Six-time All-Star forward Blake Griffin has reportedly joined the Boston Celtics for the 2022-23 NBA season.
The Celtics are the 2009 No. 1 pick's fourth stop after his stints with the Los Angeles Clippers, Detroit Pistons and Brooklyn Nets.
Here are some initial thoughts following the free-agent signing:
Griffin Ticketed for Key Role amid Frontcourt Injuries
The Celtics frontcourt looked complete a month ago with Al Horford, Robert Williams III, Danilo Gallinari and Grant Williams leading the way, but injuries are already mounting.
Gallinari suffered a torn ACL while playing for the Italy national team, which could cause him to miss the entire season, and Robert Williams is expected to miss at least two months after undergoing knee surgery last week.
As a result, Boston is likely to feature more small-ball lineups with Jayson Tatum at the 4 and Horford at the 5, but Griffin gives it the option to play more traditional looks.
The 33-year-old University of Oklahoma product can fill a multitude of frontcourt roles, including as a stretch 4 or a defender of opposing 5s, and he also brings plenty of experience, including 67 postseason appearances, to the table.
That should allow him to play a fair amount of minutes, probably in the 20-25 range, as a multifaceted reserve until Williams returns.

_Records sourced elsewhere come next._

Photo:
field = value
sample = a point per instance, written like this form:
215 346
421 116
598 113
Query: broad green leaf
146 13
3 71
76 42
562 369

Griffin, who averaged just 6.4 points and 4.1 rebounds in 56 games for the Nets last season, is no longer the All-NBA performer he was in his prime and is more of a complementary contributor.
That said, he's still a solid pickup for the Celtics at this late stage of the offseason, especially given their glaring need up front.
Celtics Taking No Chances with Championship Window Open
Boston could have tried to fill the hole left by Williams with a variety of internal options, including Luke Kornet, Noah Vonleh and Luka Šamanić.
But none of them have the proven track record of Griffin, and the Celtics are one of the NBA's top title contenders after they reached the NBA Finals last season. Playing it safe by bringing another veteran into the mix was the way to go.
That's not to say the other frontcourt reserves won't get minutes. The Celtics won't want to overextend Tatum or Horford since the franchise could have another year in which it plays more than 100 games.
Griffin's role may diminish as the frontcourt gets closer to full strength, and, barring a resurgent season, he may not crack the playoff rotation. Even if that's the case, he still makes a lot of sense as an insurance policy.
Carmelo Anthony's Search for a New Team Continues
While the Celtics signed Griffin, they were linked to another marquee name after Williams' injury: Carmelo Anthony, who enjoyed success in a reserve role for the Los Angeles Lakers last season.
Melo averaged 13.3 points, 4.2 rebounds and 2.2 threes while shooting 37.5 percent from beyond the arc in 69 games. It was a sign that he completed the transition to role player after so many years as a go-to scorer.
Like Griffin, the 38-year-old forward cannot provide the impact he once did, but there's little doubt he can still be valuable during the latter stages of his Hall of Fame career.
Anthony should find a team at some point, even if he has to wait until another injury arises, but time is running out for him to land on a roster before opening night Oct. 18.